Explanatory and Response Variables: Definitions and Examples
In data analysis and statistics, explanatory and response variables are used to describe the relationship between two (or more) variables.
1. Explanatory Variable (Independent Variable)
An explanatory variable is the variable that is manipulated or categorized to determine its impact on another variable. It is often referred to as the independent variable because it is assumed to influence or explain changes in the response variable.
Definition: A variable that is believed to cause or explain changes in the response variable.
Example:
(a) In a study examining the effect of exercise on weight loss, the amount of exercise (e.g., hours per week) is the explanatory variable.
(2) In a classroom study, if you are exploring the relationship between study hours and test scores, the number of study hours is the explanatory variable.
2. Response Variable (Dependent Variable)
A response variable is the variable that changes as a result of alterations in the explanatory variable. It is the dependent variable because its variation depends on the explanatory variable.
Example:
(a) Continuing the above example, weight loss (measured in kilograms) is the response variable because it is expected to be influenced by the amount of exercise.
(b) In the classroom study, test scores are the response variable since they depend on the number of study hours.
Example:
Let us learn this by an example of an agricultural experiment to determine how fertilizer affects crop yield. In an agricultural experiment, scientists or farmers often want to understand the effect of various inputs on crop yield. In this specific example, they are investigating how different amounts of fertilizer affect crop yield. Here’s a detailed breakdown of the scenario:
Explanatory variable: Amount of fertilizer applied (measured in kilograms).
Response variable: Crop yield (measured in tons per hectare).
Objective of the Experiment:The goal is to see if applying varying amounts of fertilizer impacts how much crop is produced (i.e., the yield).
Explanatory Variable: Amount of Fertilizer Applied
The amount of fertilizer is the explanatory variable because it is the factor being manipulated in the experiment.
Measured in kilograms: Fertilizer is typically applied in measured amounts, such as 0 kg, 50 kg, 100 kg, 150 kg, etc. per hectare.

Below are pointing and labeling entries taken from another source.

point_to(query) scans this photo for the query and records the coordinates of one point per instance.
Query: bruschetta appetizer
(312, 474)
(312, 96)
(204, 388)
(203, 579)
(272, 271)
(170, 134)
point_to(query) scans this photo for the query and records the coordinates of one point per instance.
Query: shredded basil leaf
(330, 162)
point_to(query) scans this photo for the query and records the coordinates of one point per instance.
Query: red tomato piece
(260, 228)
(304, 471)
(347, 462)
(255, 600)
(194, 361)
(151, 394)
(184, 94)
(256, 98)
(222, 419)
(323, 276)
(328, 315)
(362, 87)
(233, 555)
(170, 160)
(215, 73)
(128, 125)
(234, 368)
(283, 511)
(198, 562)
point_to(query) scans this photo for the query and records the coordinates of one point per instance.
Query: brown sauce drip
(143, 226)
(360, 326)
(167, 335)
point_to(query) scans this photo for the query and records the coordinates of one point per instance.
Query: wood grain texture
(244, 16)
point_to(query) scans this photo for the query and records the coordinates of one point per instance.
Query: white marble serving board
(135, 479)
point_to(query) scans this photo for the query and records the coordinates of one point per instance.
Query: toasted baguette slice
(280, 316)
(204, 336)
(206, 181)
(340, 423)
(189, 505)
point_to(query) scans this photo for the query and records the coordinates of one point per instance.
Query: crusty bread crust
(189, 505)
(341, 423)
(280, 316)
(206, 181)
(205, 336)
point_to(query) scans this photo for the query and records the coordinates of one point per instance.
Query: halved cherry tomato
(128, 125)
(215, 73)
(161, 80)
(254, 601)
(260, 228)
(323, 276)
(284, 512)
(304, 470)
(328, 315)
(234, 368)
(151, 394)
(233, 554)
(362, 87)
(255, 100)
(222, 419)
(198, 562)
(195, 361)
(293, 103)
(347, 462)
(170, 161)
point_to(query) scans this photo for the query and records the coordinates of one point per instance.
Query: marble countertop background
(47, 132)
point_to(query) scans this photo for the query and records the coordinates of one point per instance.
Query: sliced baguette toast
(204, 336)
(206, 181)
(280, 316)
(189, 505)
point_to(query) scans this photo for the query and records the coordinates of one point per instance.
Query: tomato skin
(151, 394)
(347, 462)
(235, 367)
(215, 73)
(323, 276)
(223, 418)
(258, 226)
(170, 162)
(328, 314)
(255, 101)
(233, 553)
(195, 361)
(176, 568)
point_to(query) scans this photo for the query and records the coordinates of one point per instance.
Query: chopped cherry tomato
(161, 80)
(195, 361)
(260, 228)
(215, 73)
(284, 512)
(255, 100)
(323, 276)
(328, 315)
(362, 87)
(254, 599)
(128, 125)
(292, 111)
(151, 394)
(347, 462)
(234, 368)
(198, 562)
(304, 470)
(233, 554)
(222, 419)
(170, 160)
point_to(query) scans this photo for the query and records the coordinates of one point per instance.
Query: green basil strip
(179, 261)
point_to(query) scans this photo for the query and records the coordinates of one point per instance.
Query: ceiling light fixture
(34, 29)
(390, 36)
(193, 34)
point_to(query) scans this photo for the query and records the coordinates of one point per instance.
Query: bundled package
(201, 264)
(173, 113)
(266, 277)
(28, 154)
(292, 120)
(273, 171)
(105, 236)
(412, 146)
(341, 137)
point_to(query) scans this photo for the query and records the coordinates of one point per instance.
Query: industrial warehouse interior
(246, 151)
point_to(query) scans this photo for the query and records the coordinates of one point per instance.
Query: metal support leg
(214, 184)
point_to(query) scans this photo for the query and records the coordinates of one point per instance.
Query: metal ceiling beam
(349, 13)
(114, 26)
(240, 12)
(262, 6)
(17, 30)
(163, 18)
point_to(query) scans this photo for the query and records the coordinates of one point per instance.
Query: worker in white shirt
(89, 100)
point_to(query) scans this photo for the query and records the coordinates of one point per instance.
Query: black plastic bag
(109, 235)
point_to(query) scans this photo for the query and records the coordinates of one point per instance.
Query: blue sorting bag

The hypothesis might be that increasing the fertilizer will improve the crop yield up to a certain point.
Fertilizer could contain essential nutrients like nitrogen, phosphorus, and potassium, which plants need for growth. The experiment tests if adding more of these nutrients will result in more crops.
Example Manipulation:
One group of crops receives no fertilizer (control group).
Another group receives 50 kg of fertilizer per hectare.
Another receives 100 kg of fertilizer per hectare, and so on.
By changing the amount of fertilizer, the researcher is intentionally varying this explanatory variable to observe its effect.
Response Variable: Crop Yield
The crop yield is the response variable because it represents the outcome that changes based on the amount of fertilizer applied.
Measured in tons per hectare: Yield is a standard measure of how productive the crops are, often expressed as the weight of the harvested crop per unit area (tons of crop per hectare of land). The yield is expected to increase as fertilizer amounts increase, but only to a point (if over-fertilization occurs, the yield might actually decline due to nutrient imbalance or toxicity).
Example Measurement:
In the group that received no fertilizer, the yield might be 1.5 tons per hectare.
In the group that received 50 kg of fertilizer, the yield might increase to 2.0 tons per hectare.
With 100 kg of fertilizer, the yield might be 2.5 tons per hectare.
With 150 kg of fertilizer, the yield might plateau at 2.6 tons per hectare.
Eventually, if too much fertilizer is applied (e.g., 200 kg per hectare), the yield might decrease again, showing that there’s an optimal level of fertilizer use.
Why is This Important?
Understanding the relationship between the amount of fertilizer (explanatory variable) and crop yield (response variable) helps farmers optimize resource use, avoid wasting fertilizer (which is costly and can harm the environment), and maximize their crop production efficiently. This experiment also contributes to the broader field of agricultural science by helping establish guidelines for sustainable farming practices that balance productivity and environmental impact.
Potential Additional Factors:
In real-world scenarios, several other factors could influence the outcome, such as:
Soil type: Certain soils might already be nutrient-rich and need less fertilizer.
Water availability: Fertilizer may only be effective if crops receive enough water.
Climate conditions: Temperature, sunlight, and rainfall could also affect yield, making it necessary to control or account for these variables in the experiment.
Thus, the experiment isolates the fertilizer amount as the primary explanatory variable while keeping other factors constant or controlled to see its true effect on crop yield.
In summary:
The explanatory variable explains or causes changes.
The response variable is what changes as a result of variations in the explanatory variable.